This week, I'm back to give you a few more tips on using signs with your child. Today, I'm going to touch on how to select the words you'll be signing with your little one. Later, I'll be sharing some tips about how to go about getting your child to actually use those signs, which is sometimes easier said than done.
So. Where to start with baby signs? There's no magical starting point, but a few simple tips can get you headed in the right direction.
- When you are first starting out with baby signs, you'll want to think about the signs that will be most apt to get your child what he wants most quickly. You also want to pick signs that you can use in almost any activity-- that way you'll get lots of chances to use them with your little one.
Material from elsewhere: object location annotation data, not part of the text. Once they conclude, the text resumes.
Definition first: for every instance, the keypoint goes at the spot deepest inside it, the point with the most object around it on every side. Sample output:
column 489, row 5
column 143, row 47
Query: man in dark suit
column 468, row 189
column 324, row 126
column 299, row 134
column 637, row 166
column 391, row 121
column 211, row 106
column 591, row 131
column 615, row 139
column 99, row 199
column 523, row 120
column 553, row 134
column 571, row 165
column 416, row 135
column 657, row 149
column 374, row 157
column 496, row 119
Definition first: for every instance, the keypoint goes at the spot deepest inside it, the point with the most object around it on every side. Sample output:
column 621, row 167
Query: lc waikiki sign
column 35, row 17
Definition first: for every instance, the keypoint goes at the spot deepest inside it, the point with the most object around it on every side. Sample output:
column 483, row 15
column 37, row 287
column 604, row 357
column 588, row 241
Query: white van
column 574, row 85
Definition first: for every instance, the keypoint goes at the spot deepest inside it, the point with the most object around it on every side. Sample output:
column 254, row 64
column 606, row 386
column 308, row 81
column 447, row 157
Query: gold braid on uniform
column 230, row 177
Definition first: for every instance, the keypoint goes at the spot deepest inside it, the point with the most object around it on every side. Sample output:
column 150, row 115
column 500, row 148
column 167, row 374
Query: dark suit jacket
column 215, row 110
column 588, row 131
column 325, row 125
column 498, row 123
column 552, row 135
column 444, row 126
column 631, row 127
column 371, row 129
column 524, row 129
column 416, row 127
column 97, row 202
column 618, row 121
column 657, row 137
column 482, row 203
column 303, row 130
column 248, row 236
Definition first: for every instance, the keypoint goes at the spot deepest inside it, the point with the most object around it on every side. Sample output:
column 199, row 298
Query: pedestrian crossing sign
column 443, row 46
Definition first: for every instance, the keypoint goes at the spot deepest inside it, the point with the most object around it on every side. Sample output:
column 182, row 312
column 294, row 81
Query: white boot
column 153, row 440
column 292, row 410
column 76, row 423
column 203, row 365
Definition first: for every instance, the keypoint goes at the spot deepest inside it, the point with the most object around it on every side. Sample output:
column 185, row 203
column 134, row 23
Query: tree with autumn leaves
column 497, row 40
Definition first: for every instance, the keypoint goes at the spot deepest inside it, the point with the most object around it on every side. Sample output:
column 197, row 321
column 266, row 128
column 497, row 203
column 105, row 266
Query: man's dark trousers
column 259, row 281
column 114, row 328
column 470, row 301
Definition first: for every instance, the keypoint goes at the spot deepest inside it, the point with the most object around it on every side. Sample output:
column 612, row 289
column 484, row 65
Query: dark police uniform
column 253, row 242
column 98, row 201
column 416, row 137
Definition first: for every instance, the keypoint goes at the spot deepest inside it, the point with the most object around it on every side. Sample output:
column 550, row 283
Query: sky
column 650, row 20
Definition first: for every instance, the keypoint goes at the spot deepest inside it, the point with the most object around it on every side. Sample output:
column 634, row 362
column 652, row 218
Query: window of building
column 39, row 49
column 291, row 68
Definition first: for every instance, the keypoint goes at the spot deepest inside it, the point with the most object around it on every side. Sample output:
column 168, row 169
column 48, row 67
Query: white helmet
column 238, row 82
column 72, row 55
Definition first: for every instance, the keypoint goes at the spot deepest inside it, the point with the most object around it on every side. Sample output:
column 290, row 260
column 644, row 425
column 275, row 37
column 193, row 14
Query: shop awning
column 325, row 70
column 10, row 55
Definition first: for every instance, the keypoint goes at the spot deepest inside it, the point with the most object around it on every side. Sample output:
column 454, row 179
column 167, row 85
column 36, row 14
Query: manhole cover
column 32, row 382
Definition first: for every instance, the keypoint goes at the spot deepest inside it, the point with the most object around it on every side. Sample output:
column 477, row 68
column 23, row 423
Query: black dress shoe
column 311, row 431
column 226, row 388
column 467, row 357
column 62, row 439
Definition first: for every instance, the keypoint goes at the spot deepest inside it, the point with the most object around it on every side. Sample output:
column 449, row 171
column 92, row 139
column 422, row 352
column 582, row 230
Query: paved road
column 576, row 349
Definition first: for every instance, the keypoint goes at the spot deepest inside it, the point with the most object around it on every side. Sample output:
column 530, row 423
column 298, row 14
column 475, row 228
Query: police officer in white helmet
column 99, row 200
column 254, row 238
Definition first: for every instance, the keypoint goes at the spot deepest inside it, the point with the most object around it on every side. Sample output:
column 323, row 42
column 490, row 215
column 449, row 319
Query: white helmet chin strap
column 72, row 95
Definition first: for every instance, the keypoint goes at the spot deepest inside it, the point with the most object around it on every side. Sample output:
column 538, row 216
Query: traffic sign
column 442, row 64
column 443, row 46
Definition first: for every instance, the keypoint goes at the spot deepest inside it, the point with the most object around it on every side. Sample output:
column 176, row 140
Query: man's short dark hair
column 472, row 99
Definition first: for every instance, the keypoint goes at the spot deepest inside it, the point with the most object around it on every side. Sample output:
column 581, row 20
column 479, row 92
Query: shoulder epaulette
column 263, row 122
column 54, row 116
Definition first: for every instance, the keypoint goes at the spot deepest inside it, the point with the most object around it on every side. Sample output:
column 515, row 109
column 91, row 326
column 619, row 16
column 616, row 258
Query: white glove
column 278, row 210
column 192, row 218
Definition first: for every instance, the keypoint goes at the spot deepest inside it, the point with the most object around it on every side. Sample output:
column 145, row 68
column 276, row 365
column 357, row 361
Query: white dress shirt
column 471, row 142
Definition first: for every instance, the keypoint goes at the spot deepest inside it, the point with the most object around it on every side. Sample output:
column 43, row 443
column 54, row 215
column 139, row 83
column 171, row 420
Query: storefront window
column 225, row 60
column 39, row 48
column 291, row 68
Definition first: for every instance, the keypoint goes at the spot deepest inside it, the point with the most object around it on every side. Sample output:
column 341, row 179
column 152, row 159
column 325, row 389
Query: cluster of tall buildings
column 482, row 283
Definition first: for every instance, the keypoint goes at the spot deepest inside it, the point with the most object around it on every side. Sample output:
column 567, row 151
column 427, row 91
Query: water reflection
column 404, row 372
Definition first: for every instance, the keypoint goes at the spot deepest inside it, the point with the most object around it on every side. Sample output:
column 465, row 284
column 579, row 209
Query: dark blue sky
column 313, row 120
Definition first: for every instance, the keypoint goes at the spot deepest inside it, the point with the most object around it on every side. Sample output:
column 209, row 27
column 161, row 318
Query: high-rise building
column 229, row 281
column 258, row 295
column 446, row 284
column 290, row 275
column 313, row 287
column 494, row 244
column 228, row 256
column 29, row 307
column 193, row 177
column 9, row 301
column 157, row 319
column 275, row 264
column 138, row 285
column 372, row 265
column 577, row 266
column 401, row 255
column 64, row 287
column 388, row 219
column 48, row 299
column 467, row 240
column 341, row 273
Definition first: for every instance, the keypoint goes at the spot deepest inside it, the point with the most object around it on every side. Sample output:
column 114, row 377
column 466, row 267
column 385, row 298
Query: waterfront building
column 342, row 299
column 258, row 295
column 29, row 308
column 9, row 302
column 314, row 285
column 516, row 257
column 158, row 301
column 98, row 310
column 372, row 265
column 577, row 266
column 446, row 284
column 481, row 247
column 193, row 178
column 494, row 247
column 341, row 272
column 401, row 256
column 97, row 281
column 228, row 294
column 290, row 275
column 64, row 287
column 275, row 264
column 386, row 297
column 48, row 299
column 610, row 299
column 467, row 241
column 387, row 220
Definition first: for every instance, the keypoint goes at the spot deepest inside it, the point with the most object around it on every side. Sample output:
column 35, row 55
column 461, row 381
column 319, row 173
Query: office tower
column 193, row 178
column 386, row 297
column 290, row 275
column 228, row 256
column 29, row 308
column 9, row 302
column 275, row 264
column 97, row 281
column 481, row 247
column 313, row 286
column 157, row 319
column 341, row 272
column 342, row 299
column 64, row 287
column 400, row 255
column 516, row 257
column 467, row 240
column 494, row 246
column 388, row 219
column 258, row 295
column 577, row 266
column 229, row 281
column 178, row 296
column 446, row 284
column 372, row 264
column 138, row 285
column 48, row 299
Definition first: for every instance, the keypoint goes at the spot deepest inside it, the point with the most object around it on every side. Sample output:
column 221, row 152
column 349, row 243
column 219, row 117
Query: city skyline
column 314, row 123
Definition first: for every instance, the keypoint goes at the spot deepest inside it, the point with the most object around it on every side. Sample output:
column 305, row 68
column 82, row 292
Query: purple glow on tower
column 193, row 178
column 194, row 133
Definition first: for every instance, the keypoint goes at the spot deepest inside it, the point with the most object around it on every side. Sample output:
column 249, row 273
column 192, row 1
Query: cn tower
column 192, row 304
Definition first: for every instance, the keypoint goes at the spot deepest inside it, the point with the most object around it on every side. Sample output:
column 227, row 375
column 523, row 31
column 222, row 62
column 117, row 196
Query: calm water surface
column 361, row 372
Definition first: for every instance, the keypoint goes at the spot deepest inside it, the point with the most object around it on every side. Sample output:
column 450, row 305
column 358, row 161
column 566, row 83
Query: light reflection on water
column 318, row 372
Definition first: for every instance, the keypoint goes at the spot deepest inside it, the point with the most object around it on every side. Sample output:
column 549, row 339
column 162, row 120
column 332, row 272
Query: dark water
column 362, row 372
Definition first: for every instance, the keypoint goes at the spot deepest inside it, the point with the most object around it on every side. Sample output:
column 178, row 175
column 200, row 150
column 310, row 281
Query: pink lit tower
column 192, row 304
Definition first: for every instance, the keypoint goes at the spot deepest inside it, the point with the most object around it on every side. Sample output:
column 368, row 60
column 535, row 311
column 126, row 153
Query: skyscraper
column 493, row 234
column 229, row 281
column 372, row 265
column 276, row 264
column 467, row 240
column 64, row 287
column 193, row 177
For these reasons, most people will start with two simple but powerful signs: more and all done. If you choose to teach your child to sign "more," know that he will probably begin to sign "more" to request almost everything. That's okay. He's learning to communicate with you, and that's good!
- Once your child starts learning that his hands have magical power over his world, you can start teaching him to be more specific about what he wants. To do this, make a quick list in your head of the things he likes the most. Does he crave his blanket? Love his books? Relish in pointing out the kitty cats that go tearing through your house? Look at the things that make him the most happy, and introduce the signs for those very things.
- As you sort through signs, choose the ones that are the most simple and distinct from each other. Young children have a limited ability to make their hands do what they want them to, so try to pick signs that have big broad movements and look for signs that are different from each other. For example, it may be hard to teach your child the difference between "eat" and "drink" because both of those signs are made up by his mouth. Instead, perhaps, you could teach him to sign for "eat," which is made by tapping closed fingertips of one hand to your lips, and then also teach him the sign for "milk," which is made by opening and shutting your hands and has nothing to do with your mouth.
- If there is a word that you really want to use, but the formal sign is tricky or complicated, change it! Make it what you want it to be.